目を閉じて、制御装置を起動させる。装置がマナを吸収し始め、装置全体に行き渡る。自分は循環し始めたマナに集中し、どこかに行き渡っていない部分がないかを確認する。異常なし。そう判断した自分は魔法の行使を始める。ここでは法律は適用されないが、確認のためだけに大規模な魔法を使うわけにはいかないため身体強化を使用する。体が軽くなり、力が漲ってくるなどのいつも通りの感覚を感じ、異常なしと判断し、制御装置を切る。
「よし、問題はないな。」
と確認を終え、時計を見る。午前八時前、出るには少し早い時間だが早いにこしたことはない、そう思い扉へ向かって歩いて行く。

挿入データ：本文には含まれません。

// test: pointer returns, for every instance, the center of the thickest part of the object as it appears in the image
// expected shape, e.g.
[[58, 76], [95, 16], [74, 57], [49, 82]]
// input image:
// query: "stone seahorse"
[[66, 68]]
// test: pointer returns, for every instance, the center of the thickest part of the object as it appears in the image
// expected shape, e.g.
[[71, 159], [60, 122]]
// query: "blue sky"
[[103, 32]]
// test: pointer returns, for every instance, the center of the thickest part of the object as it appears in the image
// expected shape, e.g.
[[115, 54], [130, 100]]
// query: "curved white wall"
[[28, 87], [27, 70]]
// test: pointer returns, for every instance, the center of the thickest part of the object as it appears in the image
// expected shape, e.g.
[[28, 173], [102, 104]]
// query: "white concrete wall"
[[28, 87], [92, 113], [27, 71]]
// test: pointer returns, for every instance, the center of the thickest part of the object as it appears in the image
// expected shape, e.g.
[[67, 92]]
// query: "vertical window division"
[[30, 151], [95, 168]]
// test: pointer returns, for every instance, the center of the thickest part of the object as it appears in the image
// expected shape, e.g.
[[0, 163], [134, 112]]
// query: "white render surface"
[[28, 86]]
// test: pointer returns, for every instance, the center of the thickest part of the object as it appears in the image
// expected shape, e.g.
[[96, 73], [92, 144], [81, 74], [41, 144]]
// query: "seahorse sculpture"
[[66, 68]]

「早く行って何しようかな?装備の確認も簡易的だけどやっちゃったし、掃除は当番がやってくれているはずだし…ん?掃除…掃除かぁ」
と最近の自分の机を思い浮かべる。今時データで情報を記録するのが一般的だが万が一のため、紙で記録されているものがあるのだ、それの整理といくつかのカップ、多少整えられてはいるものの順には置かれていないファイル群。たまには掃除と整理はするものの、床はロボットがやるものの机の掃除頻度が少ない。確か最後に掃除したのは二ヶ月前くらいだったはずだ、そろそろやるかな。
「まぁ大して散らばってないからすぐ終わるだろう、時間潰しにもちょうど良いし。」
そう決め、扉へ向かって近づいていくと
「朝早いところすいませんが少しよろしいでしょうか?」
とおしとやかな少女の声が聞こえる。突然の事に少しビックリしながらも「今開ける」と返事をし、鍵を開けて扉を開くと視線を頭一つ分より少し高めに下ろす。そこには長く薄い茶色の髪を短く束ねた細身の少女が立っていた。彼女は少し驚いたような顔をして自分に話しかけてきた。
「リョウさん、随分出てくるのが早かったですね。どうしたんですか?」
「いやぁちょうど部屋を出ようとしてたんだ。で、どうしたんだ?君が部屋を訪ねてくるなんて珍しいじゃないか。」
「隊長から出頭命令がでていたんですよ。連絡、きていませんでしたか?」
「え?マジで?」
「本当ですよ。」
思わず端末をポケットから取り出し、起動すると連絡欄に新たなメッセージが来ていた。内容を確認すると確かに彼女の言う通り出頭命令が来ていた。付け加えると彼女と一緒に来るようにとも書かれていた。受信時刻を確認すると、装備の確認中であった。通知音のするように設定してあったが、思ったよりも確認に集中していたらしい。
「ありがとう、全く気づかなかった。にしても随分早いな、なんか緊急な事でもあったのか?」
「ええ、私とあなたを呼び出したということは何かあるかもしれませんね。」
「まぁそうだろうな。エリーゼを呼んだって事は潜入か工作だろ?そして俺が護衛かその陽動ってところだろうな。」
「私もそう思います。もしもそうなった時にはよろしくお願いしますね?では、時間も迫ってきている事ですし行きましょうか。」
そうやって彼女は微笑むと司令部に向けて歩き出す。自分も遅れまいと思い歩き出す。朝からの呼び出しという事はすぐにでも出発になるかもしれない、そう思いながらも自分こと鈴村 涼は彼女の背中を追いかけた。